The Government argued that there was never any serious debate as to whether the conduct alleged in the indictment — intentionally entering bids and offers with the intent to cancel them — falls within the meaning of the statute. For instance, in January 2011, before the CFTC had issued any interpretive guidance, CME’s CEO Craig Donohue opined that: “The distinguishing characteristic between ‘spoofing’ . . . and the legitimate cancellation of other unfilled or partially filled orders is that ‘spoofing’ involves the intent to offer non bona fide orders for the purpose of misleading market participants and exploiting that deception for the spoofing entity’s benefit.
The court found the statute’s “intent to cancel” requirement was significant. It cited precedent which stated “When the government must prove intent and knowledge, these requirements do much to destroy any force in the argument that application of the statute would be so unfair that it must be held invalid.”
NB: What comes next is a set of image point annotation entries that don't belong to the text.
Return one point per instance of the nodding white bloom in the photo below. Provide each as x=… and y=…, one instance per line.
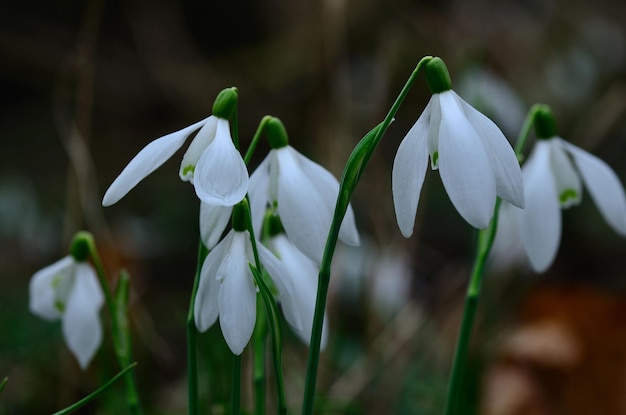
x=553, y=177
x=69, y=290
x=304, y=273
x=303, y=192
x=227, y=289
x=212, y=163
x=475, y=160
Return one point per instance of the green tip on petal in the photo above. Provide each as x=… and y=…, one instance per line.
x=545, y=124
x=437, y=76
x=79, y=247
x=276, y=133
x=225, y=103
x=240, y=216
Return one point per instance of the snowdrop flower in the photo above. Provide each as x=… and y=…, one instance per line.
x=212, y=163
x=554, y=175
x=475, y=160
x=227, y=289
x=303, y=192
x=68, y=290
x=304, y=274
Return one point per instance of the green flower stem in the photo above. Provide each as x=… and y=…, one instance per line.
x=119, y=324
x=236, y=398
x=77, y=405
x=192, y=351
x=485, y=241
x=273, y=317
x=259, y=350
x=255, y=139
x=352, y=173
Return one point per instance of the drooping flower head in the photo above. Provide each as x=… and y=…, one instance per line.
x=553, y=178
x=475, y=161
x=302, y=192
x=212, y=163
x=227, y=289
x=68, y=290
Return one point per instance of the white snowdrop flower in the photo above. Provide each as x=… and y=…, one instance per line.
x=227, y=289
x=68, y=290
x=303, y=192
x=474, y=158
x=212, y=163
x=554, y=175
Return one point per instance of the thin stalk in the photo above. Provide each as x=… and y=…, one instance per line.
x=485, y=241
x=192, y=351
x=352, y=173
x=236, y=398
x=119, y=327
x=77, y=405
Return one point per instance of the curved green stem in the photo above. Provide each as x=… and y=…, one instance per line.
x=485, y=241
x=352, y=173
x=120, y=332
x=192, y=351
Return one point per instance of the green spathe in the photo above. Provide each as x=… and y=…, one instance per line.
x=225, y=103
x=79, y=247
x=545, y=124
x=276, y=133
x=437, y=76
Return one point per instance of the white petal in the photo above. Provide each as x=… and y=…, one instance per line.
x=568, y=185
x=540, y=221
x=604, y=186
x=237, y=296
x=327, y=187
x=206, y=307
x=213, y=221
x=304, y=274
x=509, y=183
x=146, y=161
x=259, y=194
x=200, y=142
x=221, y=176
x=464, y=166
x=81, y=321
x=44, y=286
x=304, y=212
x=282, y=279
x=407, y=175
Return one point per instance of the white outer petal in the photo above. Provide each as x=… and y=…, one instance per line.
x=565, y=176
x=146, y=161
x=540, y=221
x=200, y=142
x=304, y=274
x=407, y=175
x=259, y=194
x=206, y=307
x=213, y=221
x=603, y=186
x=221, y=176
x=509, y=183
x=237, y=295
x=464, y=167
x=282, y=279
x=327, y=187
x=82, y=329
x=304, y=213
x=43, y=288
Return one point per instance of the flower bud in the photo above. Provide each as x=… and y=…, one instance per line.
x=545, y=124
x=276, y=133
x=437, y=76
x=79, y=247
x=225, y=103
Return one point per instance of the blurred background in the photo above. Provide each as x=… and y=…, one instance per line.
x=87, y=84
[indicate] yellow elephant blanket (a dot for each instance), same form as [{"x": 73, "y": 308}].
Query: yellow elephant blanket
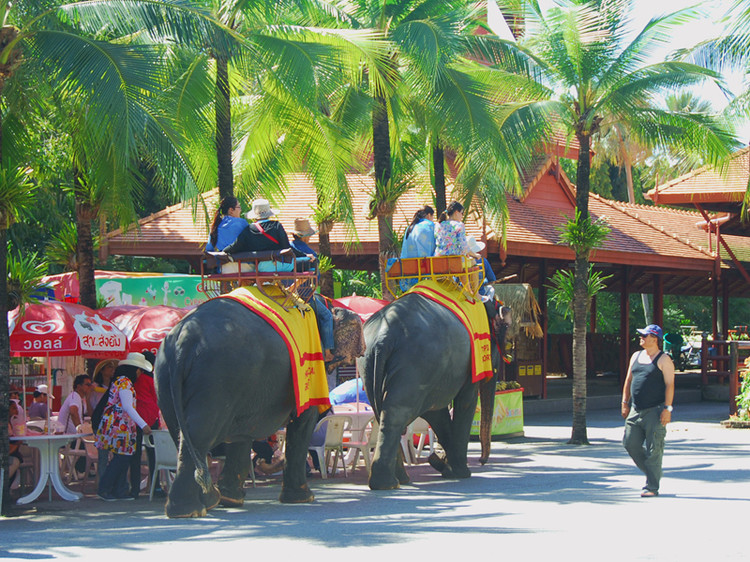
[
  {"x": 472, "y": 314},
  {"x": 300, "y": 334}
]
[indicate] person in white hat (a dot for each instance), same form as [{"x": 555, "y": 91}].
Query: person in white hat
[
  {"x": 117, "y": 429},
  {"x": 300, "y": 238},
  {"x": 266, "y": 233},
  {"x": 486, "y": 290}
]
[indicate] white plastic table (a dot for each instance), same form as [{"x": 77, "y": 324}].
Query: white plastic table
[
  {"x": 360, "y": 420},
  {"x": 49, "y": 467}
]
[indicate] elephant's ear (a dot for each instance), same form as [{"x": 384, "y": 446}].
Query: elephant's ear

The court found Coscia’s alleged “intent to cancel” sets his conduct apart from the legitimate trading practices described in his memorandum. The alleged conduct in the indictment involves the entry of large-volume orders with the intent to “immediately cancel.” Because the alleged conduct clearly involves “bidding or offering with the intent to cancel” the Court did not find § 6c(a)(5)(C) impermissibly vague as applied to Coscia.